HOMER GLEN – High school senior and Homer Glen resident Danny Gleaves is headed to Michigan State University next year with a baseball scholarship and a goal of a degree in engineering.
He loves the sport, and the recruiters loved him. However, Gleaves’ dream of proceeding along the path to a career in professional baseball came close to a screeching halt when he suffered a serious ankle injury early in his junior year.
A messy bone break, combined with ligament damage, was so bad Gleaves was told to say goodbye to a pro sports career.
“They said it would be a surprise if I ever played sports again,” Gleaves said.
The injury happened during football practice with his St. Rita High School team in Chicago.
“I was trying to run in the end zone,” Gleaves said. “I went to the outside of my right foot, and it kind of snapped. You could feel the pop throughout the body.”
Ankle injuries are common in sports, said Gleaves’ orthopedic surgeon, Dr. Ari Kaz, who is with the Chicago Center for Orthopedics at Weiss Memorial Hospital. Since legs, ankles and feet carry the body’s weight, just stepping wrong while in motion can compromise the joint.
Gleaves said he doesn’t remember much pain at the time of the injury as a lot of adrenalin was pumping through his body. He needed a plate and 12 screws to his fibula at his right ankle to repair it. The surgeon had to stitch a ligament, too.
“I was out for the whole season, plus the first couple of baseball practices, too,” Gleaves said.
Gleaves took his physical therapy seriously. He never missed a session, and he faithfully continued the rehab at home and at the gym. He also worked on his upper-body strength.
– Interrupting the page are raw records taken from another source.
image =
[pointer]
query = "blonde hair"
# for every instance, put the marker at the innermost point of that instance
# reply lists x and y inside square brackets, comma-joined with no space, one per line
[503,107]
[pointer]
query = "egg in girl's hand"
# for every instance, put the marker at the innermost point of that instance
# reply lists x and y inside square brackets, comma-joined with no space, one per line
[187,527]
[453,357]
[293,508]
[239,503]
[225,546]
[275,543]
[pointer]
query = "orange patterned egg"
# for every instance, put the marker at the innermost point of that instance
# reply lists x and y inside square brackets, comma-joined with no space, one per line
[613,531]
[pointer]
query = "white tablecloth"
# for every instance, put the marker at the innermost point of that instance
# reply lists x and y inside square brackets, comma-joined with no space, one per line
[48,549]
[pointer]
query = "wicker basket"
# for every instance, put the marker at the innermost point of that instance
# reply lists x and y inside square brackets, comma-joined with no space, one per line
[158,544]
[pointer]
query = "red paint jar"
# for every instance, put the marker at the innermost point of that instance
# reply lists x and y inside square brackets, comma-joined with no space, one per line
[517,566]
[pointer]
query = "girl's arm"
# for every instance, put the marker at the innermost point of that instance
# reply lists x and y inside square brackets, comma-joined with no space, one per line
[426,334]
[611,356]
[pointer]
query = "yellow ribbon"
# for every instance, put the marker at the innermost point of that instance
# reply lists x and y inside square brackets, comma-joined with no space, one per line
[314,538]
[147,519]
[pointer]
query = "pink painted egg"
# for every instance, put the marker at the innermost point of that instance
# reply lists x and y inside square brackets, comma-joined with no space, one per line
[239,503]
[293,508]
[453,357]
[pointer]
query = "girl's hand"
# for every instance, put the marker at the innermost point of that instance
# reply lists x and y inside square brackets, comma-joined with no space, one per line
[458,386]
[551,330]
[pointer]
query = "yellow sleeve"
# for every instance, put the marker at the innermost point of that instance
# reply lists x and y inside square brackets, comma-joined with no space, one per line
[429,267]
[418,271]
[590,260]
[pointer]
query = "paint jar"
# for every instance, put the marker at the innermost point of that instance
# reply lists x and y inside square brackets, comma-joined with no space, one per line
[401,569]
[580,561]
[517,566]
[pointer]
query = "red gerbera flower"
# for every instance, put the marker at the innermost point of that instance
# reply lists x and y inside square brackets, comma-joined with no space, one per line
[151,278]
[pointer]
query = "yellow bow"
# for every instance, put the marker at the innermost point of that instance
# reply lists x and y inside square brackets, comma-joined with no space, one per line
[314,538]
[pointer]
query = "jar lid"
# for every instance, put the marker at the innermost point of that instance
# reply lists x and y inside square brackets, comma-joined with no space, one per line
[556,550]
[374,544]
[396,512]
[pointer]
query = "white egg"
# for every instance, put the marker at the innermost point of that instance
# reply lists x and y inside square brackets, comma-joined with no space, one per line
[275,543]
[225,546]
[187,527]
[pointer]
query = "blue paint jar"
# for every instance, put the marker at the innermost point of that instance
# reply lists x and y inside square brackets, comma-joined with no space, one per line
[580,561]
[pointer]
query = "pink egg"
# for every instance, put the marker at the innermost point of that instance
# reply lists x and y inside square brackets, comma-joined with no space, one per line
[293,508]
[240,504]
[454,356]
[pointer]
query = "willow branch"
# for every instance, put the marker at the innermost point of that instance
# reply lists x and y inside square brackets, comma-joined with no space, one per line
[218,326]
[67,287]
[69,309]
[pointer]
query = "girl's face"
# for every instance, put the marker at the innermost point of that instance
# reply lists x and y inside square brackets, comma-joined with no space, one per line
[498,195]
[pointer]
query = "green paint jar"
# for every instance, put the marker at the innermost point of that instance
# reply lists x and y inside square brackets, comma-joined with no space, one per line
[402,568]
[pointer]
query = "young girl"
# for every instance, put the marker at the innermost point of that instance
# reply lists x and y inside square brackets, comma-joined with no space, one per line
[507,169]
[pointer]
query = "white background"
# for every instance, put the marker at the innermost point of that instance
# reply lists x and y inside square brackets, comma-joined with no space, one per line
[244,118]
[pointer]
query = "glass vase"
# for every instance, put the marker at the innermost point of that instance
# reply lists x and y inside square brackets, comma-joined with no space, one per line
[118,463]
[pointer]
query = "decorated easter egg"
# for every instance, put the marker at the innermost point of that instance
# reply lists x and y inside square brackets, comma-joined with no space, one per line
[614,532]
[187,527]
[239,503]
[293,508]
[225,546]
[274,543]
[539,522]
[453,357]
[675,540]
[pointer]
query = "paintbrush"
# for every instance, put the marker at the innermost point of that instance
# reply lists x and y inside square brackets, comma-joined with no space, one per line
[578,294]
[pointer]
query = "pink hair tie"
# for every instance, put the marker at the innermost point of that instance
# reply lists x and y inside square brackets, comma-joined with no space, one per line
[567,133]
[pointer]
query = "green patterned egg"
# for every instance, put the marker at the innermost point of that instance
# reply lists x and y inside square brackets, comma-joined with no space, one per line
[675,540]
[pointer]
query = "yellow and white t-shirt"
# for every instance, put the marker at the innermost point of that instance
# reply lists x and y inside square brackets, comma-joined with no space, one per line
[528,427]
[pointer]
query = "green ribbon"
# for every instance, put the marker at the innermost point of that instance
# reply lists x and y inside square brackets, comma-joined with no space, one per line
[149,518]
“I figured getting in the gym was better than sitting on the couch all day,” Gleaves said.
The next baseball season wasn’t his best, but it was good enough for Michigan State to notice. This season, Gleaves said, he’s at 100 percent.
Ankle sprains account for almost half of all sports injuries and are a common reason why athletes take time off from activities, according to the American College of Sports Medicine. An estimated 25,000 Americans suffer from an ankle sprain each day.
More than 80 percent of ankle sprains are the result of inversion, or an inward rolling of the ankle, which is most commonly seen in athletic activities that involve running, pivoting and jumping. Repetitive trauma can also weaken and injure ankle ligaments.
Kaz said most of the ankle injuries he sees result from the side-to-side movements athletes make. He also sees a significant number from one person stepping on another’s foot, especially in basketball and soccer.
He is seeing an increase in ankle sprains caused by overuse these days.
“Kids are playing sports all year-round, and a lot of that is high demand sports with high intensity,” Kaz said. “They need time off from competitive sports.”
He hopes parents and coaches consider the body’s need for recuperation when scheduling their student athletes.
“How parents balance that for their children is a very personal choice,” Kaz said. “The balance seems to be tipping toward too much activity and not enough rest.”
Good physical conditioning also decreases the risk of ankle injuries, Kaz said.
“They should make sure they’re in shape before they play at a competitive level,” Kaz said. “They also must understand the proper motions to succeed in that sport, making sure they understand where their body is in space. And to wear protective gear.”
According to the American College of Foot and Ankle Surgeons, the most common ankle injuries are caused by repeated pounding on paved surfaces and from side-to-side motion.
Baseball players, according to the ACFAS, are prone to ankle sprains, overuse or excessive training that can lead to Achilles tendonopathy. Wearing cleats may pose challenges in the forefoot, as well as aggravation of neuromas, sesamoids, bunions and hammertoe.
Soccer is described as being very hard on the feet, with injuries such as inversion ankle sprains, ankle fractions, metatarsal fractures, contusions and bone bruises and tendonitis. Lacrosse can cause similar injuries.
The swing of a golf club can place stress on the feet and ankles, as well, especially the ball of the foot that pivots.
Tennis involves a great deal of foot work, and playing on hard surfaces can contribute to injuries such as inversion ankle sprains, tendon injuries, fractures, tendonitis, sesamoiditis, stress fractures and calcaneal apophysitis in children and adolescents, which is a painful inflammation of the heel’s growth plate.